Gifting quandary alert.
Not all plastic water bottles are equal. In a larger context of avoiding plastic, we may occasionally find ourselves with a plastic bottle that is handy and use it for a while. There are certain exceptions: We should try to completely avoid polyvinyl chloride, PVC, which is #3; and the same with Lexan/polycarbonate (#7, which may say ‘other’ on the bottle), renowned for leaching the endocrine disruptor bisphenol A. Avoid these for your own health as well as on behalf of larger environmental disruption.
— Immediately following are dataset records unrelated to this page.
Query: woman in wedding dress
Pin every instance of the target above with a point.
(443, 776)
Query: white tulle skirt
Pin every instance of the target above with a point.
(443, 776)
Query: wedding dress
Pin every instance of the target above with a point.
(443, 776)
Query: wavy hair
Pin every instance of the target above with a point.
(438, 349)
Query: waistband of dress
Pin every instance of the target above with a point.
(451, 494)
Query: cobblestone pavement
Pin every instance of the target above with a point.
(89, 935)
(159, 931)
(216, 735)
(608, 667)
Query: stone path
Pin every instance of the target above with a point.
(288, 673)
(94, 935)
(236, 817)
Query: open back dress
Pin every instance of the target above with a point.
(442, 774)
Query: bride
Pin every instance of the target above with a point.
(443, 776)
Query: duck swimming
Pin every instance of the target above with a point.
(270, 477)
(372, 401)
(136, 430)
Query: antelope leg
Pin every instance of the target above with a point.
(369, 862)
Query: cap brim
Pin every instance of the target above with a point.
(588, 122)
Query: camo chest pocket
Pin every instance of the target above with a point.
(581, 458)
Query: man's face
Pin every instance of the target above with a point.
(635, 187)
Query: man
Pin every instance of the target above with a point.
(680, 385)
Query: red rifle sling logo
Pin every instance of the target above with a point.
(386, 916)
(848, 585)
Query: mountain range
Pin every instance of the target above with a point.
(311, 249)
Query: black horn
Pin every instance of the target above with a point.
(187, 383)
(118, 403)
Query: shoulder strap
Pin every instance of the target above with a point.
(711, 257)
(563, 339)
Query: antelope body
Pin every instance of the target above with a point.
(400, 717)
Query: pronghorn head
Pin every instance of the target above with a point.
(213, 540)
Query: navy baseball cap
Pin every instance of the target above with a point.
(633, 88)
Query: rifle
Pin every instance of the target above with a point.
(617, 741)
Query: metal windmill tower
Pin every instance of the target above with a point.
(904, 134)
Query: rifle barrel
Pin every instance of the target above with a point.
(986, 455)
Other numbered plastics are less dire, with caveats. Bottle caveats relate to plastic degradation and microbial contamination. Don’t use hot liquids in plastic bottles; don’t reuse milk or juice bottles, since you won’t be able to get them clean and the microbes will grow; and don’t use scratched or damaged bottles for the same reasons.
Back to #7, which in hard water bottles made by Camelbak and Nalgene has meant the evil BPA-leaching polycarbonate. Camelbak, according to various press releases, has redesigned its hard water bottles to be a co-polyester rather than the polycarbonate. The trick for your Christmas present, if indeed you got a hard water bottle, is that I’m not sure the co-polyester bottles are yet out, since they seem to be scheduled for early 2008. You’ll have to call Camelbak or look on the bottom of the bottle. Or just go straight to REI and exchange the thing for a metal bottle. You could also exchange it for socks, snacks, or a ski pole.
The plastic water bags made by Camelbak, Platypus, and others are a separate matter of interest. Please follow all the basic plastic protocols with these vessels, including cleaning them often and throwing them out when they get skanky — and you know what I’m talking about, people. Those tubes are mold havens. Do as I say, not as I did. Ick. From what I can find, the Platypus bags are polyethylene (this would be #1, I assume) and the Camelbak bags are polyurethane with a polyethylene lining. So these are better than Lexan. I know they are incredibly handy when hiking, biking, and skiing — just treat them with care and they should have a long, skank-free life, rather than a short, disposable life.